Parameter Required Type Description




The Identity parameter specifies the remote domain you want to remove. Enter either the GUID or name of the remote domain.




The Confirm switch can be used to suppress the confirmation prompt that appears by default when this cmdlet is run. To suppress the confirmation prompt, use the syntax -Confirm:$False. You must include a colon ( : ) in the syntax.




This parameter is available only in on-premises Exchange 2013.

The DomainController parameter specifies the fully qualified domain name (FQDN) of the domain controller that writes this configuration change to Active Directory.

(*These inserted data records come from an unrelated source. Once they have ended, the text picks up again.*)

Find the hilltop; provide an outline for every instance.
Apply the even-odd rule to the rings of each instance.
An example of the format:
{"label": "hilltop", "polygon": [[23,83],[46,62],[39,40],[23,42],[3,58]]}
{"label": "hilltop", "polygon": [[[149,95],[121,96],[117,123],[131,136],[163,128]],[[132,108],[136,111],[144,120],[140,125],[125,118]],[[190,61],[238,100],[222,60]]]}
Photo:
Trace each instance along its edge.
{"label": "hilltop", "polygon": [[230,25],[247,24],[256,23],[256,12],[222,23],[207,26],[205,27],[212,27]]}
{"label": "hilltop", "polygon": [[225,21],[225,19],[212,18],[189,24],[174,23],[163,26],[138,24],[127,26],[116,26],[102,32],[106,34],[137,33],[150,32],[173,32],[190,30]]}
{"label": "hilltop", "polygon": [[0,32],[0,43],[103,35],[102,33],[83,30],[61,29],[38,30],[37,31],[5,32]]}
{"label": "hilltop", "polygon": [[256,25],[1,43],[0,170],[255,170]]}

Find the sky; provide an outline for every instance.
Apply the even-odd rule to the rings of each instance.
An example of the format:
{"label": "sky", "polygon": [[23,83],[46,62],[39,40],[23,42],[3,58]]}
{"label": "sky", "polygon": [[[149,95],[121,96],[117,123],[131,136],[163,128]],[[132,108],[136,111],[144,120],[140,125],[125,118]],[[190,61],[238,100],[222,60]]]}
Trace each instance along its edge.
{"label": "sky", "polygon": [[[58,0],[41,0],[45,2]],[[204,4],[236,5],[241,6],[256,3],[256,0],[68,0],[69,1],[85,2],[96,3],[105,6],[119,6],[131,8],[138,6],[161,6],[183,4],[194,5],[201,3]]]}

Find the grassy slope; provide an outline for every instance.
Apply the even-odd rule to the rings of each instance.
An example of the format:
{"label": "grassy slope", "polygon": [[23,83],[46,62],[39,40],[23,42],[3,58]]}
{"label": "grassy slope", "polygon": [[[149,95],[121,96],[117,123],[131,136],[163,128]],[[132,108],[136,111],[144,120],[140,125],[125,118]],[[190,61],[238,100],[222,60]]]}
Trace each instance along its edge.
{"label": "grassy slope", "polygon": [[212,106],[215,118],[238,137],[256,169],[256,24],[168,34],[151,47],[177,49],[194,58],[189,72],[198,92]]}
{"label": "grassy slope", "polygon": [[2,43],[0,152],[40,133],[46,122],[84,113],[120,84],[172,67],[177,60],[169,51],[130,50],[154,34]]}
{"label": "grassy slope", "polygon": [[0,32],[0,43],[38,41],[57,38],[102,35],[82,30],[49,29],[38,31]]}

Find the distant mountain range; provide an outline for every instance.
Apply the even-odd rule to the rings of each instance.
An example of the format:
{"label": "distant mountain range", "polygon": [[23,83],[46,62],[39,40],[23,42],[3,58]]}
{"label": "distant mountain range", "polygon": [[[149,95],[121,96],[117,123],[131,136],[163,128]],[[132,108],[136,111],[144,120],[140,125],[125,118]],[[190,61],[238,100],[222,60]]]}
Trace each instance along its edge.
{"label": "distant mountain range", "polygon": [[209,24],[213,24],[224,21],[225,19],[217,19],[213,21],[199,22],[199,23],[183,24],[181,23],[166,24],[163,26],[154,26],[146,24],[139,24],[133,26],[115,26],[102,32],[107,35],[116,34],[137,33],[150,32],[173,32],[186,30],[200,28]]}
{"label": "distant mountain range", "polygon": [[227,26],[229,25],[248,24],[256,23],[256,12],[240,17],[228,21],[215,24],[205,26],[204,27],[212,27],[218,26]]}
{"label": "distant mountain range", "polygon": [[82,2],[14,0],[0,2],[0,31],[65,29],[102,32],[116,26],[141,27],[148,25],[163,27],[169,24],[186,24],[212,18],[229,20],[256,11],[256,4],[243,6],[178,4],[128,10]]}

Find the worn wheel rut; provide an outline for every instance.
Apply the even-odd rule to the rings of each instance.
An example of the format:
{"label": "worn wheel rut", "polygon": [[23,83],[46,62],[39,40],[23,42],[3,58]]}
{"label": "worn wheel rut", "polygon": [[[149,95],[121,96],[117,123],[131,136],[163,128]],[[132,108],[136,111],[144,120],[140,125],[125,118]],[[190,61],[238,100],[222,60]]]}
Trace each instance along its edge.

The DomainController parameter isn't supported on Edge Transport servers. An Edge Transport server uses the local instance of Active Directory Lightweight Directory Services (AD LDS) to read and write data.




The WhatIf switch instructs the command to simulate the actions that it would take on the object. By using the WhatIf switch, you can view what changes would occur without having to apply any of those changes. You don't have to specify a value with the WhatIf switch.

To see the input types that this cmdlet accepts, see Cmdlet Input and Output Types. If the Input Type field for a cmdlet is blank, the cmdlet doesn’t accept input data.

To see the return types, which are also known as output types, that this cmdlet accepts, see Cmdlet Input and Output Types. If the Output Type field is blank, the cmdlet doesn’t return data.